I’ve noticed something interesting happening in editorial design online. More articles, and websites in general, are focusing on slowing down to not only convey their story, but to set and maintain a mood for the reader. There are many ways to do this through the writing itself, but I wanted to take a moment to point out a way that design does this through small interludes.
To see what I mean, check out this story from Matter: This is what it’s like to be at war with your body.
It’s a well considered article design-wise, lots of nice typography and whitespace for starters, but look at the bits between the text. Sometimes it’s a large and exaggerated drop cap, a big photograph, or a splash or color, but look even closer. These elements share a visual language of size, color, and placement. Now look at the drop caps. They are trimmed asymmetrically, a visual reference to the subject of this story: voluntary amputation and body integrity identity disorder.
It’s a small detail, but it does a big thing. That little treatment, the photos, colors, big type, and pull quotes are all used to maintain a mood. They pop up at intervals to check in on the reader, and to keep the story moving. They function almost like the chorus of a song, maintaining a thread to a story, sometimes alluding to where you’ve been, where you’re going, or to punctuate a point in the journey.
It’s a technique that’s been popping up in a lot of places, but doesn’t often get scrutinized. I imagine it usually gets lumped into the idea of “longform” writing or art direction, but we don’t often talk about how much heavy lifting this little technique is doing.
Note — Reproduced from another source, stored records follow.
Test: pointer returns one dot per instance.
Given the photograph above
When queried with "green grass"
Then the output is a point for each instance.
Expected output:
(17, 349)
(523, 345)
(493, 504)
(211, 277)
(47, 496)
Similar interludes are used to great effect in other mediums like film, music, and radio. Every week when I listen to This American Life or Radiolab, I know that the pauses between segments where the music volume rises are there for a reason: they support the story by keeping me in a particular mental space. These occurrences aren’t happenstance, they’re meticulously planned, and are in direct service of the listener. They give us a moment to reflect on the story so far and prepare for what’s next. They replenish a mood over and over again, so that we can continue along with that experience and feeling a certain thing.
Seeing this kind of consideration for storytelling on the web is a serious about face. Not because writers and designers haven’t cared about storytelling, but because we may be past the point where they could still be successful despite not caring. Offhandedly dumping text into a column on a webpage used to pass for an article, but the existence of a website isn’t novel by itself anymore.
Maybe folks on the web have grown more sophisticated. Maybe there is just too much out there to sift through and small considerations like this help us find the meat. I’m happy as a designer, and as a reader, to see more people taking the time to build things striving for greater significance.
Frank Chimero’s transcripts of some of his recent presentations, What Screens Want and Designing in the Borderlands, are an exceptional example, translated from one medium to another. The New York Times garnered lots of attention with Snowfall a couple years back, but they’ve continued investing in excellent longform and interactive storytelling. Organizations like ESPN and Vox Media have been up to the same even longer and continue to push out interesting reporting. And still more folks like Victory Journal and NPR are exploring the possibilities of reporting beyond only the written word.
Consideration for communication takes effort. It’s more than just the addition of some music or moving pictures, it’s a recognition of a broader story being told. Something bigger than text casually abandoned in the corral of a webpage. It’s the acknowledgement that a story can happen in multiple dimensions, across time, sound, and image. Our stories have an ebb and flow, and design serves to support and enrich them.